Surprise surpirse, even Romila Thapar writes that the lack of concrete archaeological evidence casts doubt on the claims of Buddhist persecution by Pushyamitra. (Book: Aśoka and the Decline of the Mauryas by Romila Thapar)
Last: Supposed persecution by Sudhanvan of Buddhists at instigation of Kumárila Bhatta.
Reality: No single instance of any Buddhist actually suffering in body is ever referred to. (cont.)
Statements occur in legendary poems written many centuries after the events referred to & have all the appearance of mere rhetorical exaggeration.
The Indian historians, however, give harrowing accounts of the brutality of the Muhammadans at Nalanda and elsewhere. At that ancient seat of learning they not only destroyed the buildings without any military necessity but burnt the books and murdered the unoffending students.
- There is nothing about persecution in the Pali Pitakas.
- The murder of Maudgalyayana, at the instigation of Niganthas is described only in the "Dhammapada Commentary" and then as a case of individual crime.
- The assault on Angulimala had no religious motive.

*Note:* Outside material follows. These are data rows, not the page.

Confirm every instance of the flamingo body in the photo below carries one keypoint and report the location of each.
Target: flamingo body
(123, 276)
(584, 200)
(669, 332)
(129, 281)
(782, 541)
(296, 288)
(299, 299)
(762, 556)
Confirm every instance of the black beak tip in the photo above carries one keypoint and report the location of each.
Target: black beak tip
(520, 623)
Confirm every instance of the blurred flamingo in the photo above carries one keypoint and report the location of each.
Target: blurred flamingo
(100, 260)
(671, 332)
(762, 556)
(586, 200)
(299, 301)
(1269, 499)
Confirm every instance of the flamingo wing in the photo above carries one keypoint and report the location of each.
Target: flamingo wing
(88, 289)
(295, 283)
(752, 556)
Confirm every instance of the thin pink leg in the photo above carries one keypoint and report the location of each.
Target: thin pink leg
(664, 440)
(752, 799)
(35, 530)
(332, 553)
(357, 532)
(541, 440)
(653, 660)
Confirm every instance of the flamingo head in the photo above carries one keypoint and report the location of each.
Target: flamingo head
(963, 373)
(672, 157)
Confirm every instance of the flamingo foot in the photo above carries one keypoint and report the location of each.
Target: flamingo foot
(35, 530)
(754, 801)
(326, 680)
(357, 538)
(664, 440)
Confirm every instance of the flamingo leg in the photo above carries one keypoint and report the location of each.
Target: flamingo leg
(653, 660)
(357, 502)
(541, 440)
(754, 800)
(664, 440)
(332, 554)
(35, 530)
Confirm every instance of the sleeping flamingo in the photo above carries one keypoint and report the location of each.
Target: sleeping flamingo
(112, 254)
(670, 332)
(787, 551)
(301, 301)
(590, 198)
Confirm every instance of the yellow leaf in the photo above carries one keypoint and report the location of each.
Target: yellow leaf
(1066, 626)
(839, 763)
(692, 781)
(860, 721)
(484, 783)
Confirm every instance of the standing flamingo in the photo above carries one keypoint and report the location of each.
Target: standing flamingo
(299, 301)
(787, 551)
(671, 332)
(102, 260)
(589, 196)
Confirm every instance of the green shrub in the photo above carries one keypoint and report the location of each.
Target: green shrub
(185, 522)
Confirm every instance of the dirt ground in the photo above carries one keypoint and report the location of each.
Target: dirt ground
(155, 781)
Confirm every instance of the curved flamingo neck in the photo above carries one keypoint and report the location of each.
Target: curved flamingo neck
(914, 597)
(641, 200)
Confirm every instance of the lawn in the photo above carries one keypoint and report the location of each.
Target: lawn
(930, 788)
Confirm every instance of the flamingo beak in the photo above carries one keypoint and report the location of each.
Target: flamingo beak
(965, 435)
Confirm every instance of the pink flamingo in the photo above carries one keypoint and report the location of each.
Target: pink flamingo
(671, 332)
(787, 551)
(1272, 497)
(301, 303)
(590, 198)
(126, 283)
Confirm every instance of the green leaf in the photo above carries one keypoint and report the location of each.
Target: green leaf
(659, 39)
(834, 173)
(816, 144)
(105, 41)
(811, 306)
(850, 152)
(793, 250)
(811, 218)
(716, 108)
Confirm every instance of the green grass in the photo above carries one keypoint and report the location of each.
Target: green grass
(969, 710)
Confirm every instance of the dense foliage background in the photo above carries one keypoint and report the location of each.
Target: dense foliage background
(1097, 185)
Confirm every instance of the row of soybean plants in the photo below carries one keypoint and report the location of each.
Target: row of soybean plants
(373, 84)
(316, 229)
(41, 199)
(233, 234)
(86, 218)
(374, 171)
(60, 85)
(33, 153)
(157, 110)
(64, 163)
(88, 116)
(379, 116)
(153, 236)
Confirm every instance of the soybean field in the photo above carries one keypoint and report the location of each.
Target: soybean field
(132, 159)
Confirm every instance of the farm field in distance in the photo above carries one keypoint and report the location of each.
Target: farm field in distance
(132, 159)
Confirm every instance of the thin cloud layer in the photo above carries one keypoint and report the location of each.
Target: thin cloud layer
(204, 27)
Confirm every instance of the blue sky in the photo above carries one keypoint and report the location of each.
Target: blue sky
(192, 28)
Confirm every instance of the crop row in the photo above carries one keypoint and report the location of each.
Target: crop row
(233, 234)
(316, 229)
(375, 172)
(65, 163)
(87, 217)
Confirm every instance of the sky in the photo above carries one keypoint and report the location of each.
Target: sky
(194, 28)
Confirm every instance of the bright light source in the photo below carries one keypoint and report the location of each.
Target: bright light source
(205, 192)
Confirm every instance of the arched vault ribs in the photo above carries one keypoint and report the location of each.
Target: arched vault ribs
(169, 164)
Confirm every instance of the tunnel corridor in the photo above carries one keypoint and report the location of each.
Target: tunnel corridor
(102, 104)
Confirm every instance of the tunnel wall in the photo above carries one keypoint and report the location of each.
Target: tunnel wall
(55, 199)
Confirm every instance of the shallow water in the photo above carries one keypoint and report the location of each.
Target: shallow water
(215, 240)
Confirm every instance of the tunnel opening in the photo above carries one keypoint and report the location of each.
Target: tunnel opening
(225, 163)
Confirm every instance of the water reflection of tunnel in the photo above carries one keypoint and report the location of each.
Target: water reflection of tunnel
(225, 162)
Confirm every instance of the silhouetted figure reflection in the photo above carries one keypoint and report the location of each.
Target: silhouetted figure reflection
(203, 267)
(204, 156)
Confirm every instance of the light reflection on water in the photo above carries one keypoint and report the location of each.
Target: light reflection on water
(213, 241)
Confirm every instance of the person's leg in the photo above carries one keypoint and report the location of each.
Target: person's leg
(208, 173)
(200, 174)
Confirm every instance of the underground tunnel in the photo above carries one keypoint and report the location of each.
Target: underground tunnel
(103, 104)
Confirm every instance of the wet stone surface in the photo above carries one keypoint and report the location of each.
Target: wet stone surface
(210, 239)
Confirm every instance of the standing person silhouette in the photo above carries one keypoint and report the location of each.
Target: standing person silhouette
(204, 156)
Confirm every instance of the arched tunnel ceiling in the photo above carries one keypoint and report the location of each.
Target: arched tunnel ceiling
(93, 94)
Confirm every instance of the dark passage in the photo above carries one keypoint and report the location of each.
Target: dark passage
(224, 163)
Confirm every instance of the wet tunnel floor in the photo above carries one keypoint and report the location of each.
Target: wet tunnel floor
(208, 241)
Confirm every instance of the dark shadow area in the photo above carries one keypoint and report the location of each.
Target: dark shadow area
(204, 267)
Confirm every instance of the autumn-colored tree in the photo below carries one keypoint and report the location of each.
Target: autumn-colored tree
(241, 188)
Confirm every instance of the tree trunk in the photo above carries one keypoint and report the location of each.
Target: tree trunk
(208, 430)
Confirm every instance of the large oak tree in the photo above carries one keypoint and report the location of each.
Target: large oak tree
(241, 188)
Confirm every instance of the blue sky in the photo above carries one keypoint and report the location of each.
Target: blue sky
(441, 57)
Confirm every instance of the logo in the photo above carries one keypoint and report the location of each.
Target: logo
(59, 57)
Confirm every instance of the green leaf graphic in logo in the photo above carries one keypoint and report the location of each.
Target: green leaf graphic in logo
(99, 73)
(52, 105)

"The tone of the Pali books is throughout appreciative of the Brahmins, the word Brahmin is always used as a title of honour, and there is always dignity and courtesy on both sides in the constant intercourse between Brahmins and members of the Order."
"...The adherents of faiths logically so diametrically opposed lived side by side for a thousand years in profound peace... It must be reckoned to the credit of the Indian people as a whole; and it is evidence of the wide spread, in the valley of the Ganges...
during the centuries before Asoka, of a higher level of enlightenment and culture than has, I venture to think, been hitherto sufficiently recognised in the West." - T. W. RHYS DAVIDS.

Loading suggestions...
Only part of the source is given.